TLM's feedback is richer than scalar rewards or class labels. It includes expert advice, process criticism, tool verification, environment observations, and task success or failure. The hard part is turning that natural language feedback into an actionable update. The deck proposes a decomposition: separate fact corrections, standard changes, strategy suggestions, and failure causes; attribute each piece to the part of the system it should affect; verify whether the feedback is reliable; then route it to memory, workflow, quality standards, or self-diagnosis. TextGrad-like ideas matter here because they treat text itself as a gradient-like signal for improvement. TLM 的反馈比标量奖励或类别标签更丰富:它包含专家建议、过程批评、工具验证、环境观察以及 任务成败。困难在于如何把这些自然语言反馈变成可操作的更新信号。PPT 提出一种拆解方式: 把反馈分成事实修正、标准变化、策略建议和失败原因;判断每一部分应该作用于系统哪里; 验证反馈是否可靠;再把它路由到 memory、workflow、quality standard 或 self-diagnosis。 TextGrad 一类思路在这里重要,因为它把文本本身当作类似梯度的改进信号。

Diagram showing how natural language feedback is routed into updates
Feedback becomes useful when it is decomposed, attributed, verified, and routed into the right update surface. 反馈只有在被拆解、归因、验证并路由到合适更新面之后,才会真正变成可复用学习。

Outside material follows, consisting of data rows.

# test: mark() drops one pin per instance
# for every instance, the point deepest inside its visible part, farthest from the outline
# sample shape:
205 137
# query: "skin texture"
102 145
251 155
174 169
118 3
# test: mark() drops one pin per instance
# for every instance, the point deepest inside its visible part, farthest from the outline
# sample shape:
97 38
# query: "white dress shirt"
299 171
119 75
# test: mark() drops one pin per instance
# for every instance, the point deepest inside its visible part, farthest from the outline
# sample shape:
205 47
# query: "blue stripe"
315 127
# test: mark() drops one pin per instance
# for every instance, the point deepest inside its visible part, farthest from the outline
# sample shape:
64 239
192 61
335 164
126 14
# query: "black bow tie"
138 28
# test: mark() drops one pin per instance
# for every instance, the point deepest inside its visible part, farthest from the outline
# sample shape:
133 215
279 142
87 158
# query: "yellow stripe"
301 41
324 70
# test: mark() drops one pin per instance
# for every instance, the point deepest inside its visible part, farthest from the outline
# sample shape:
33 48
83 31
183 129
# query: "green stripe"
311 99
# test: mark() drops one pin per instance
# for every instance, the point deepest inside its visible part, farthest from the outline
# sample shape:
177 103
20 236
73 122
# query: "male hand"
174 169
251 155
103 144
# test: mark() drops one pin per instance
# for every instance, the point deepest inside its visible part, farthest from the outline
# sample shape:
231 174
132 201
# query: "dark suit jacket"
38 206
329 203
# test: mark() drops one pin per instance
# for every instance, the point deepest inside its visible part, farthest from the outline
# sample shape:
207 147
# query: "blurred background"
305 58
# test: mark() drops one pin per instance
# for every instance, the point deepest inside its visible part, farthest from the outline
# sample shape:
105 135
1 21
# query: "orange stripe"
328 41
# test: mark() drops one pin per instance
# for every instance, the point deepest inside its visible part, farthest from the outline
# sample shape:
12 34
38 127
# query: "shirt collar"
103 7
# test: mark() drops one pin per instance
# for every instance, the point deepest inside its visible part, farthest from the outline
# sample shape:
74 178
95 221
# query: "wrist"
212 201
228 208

Improvement Requires Scaling Laws and Long-Term Evaluation 能力增长需要 Scaling Law 与长期评估

The final part of the deck pushes beyond architecture into measurement. TLM capability growth may depend on task length, task diversity, feedback density, expert quality, memory capacity, retrieval noise, and experience reuse rate. These variables form a different scaling-law surface from model size alone. Evaluation must therefore be longitudinal: long-horizon task success, product quality, gap-diagnosis accuracy, feedback utilization efficiency, transfer ability, memory reuse, robustness, and continuous-running stability. The lesson is simple but demanding: a learning machine should be judged by whether yesterday's work makes tomorrow's work measurably better. PPT 的最后部分从架构推进到度量。TLM 的能力增长可能取决于任务长度、任务多样性、反馈密度、 专家质量、记忆容量、检索噪声和经验复用率。这些变量构成了不同于单纯模型规模的 scaling law 表面。因此评估必须是纵向的:长程任务成功率、产物质量、知识缺口识别准确率、反馈利用 效率、迁移能力、记忆复用率、鲁棒性和持续运行稳定性。核心判断很简单也很苛刻:一台学习机器 应该用“昨天的工作是否让明天的工作可度量地变好”来评价。

Diagram connecting TLM scaling variables with long-term evaluation
Scaling and evaluation ask whether task experience, feedback, memory, and reuse compound into durable capability growth. Scaling 与评估关心任务经验、反馈、记忆和复用是否能复利为稳定的能力增长。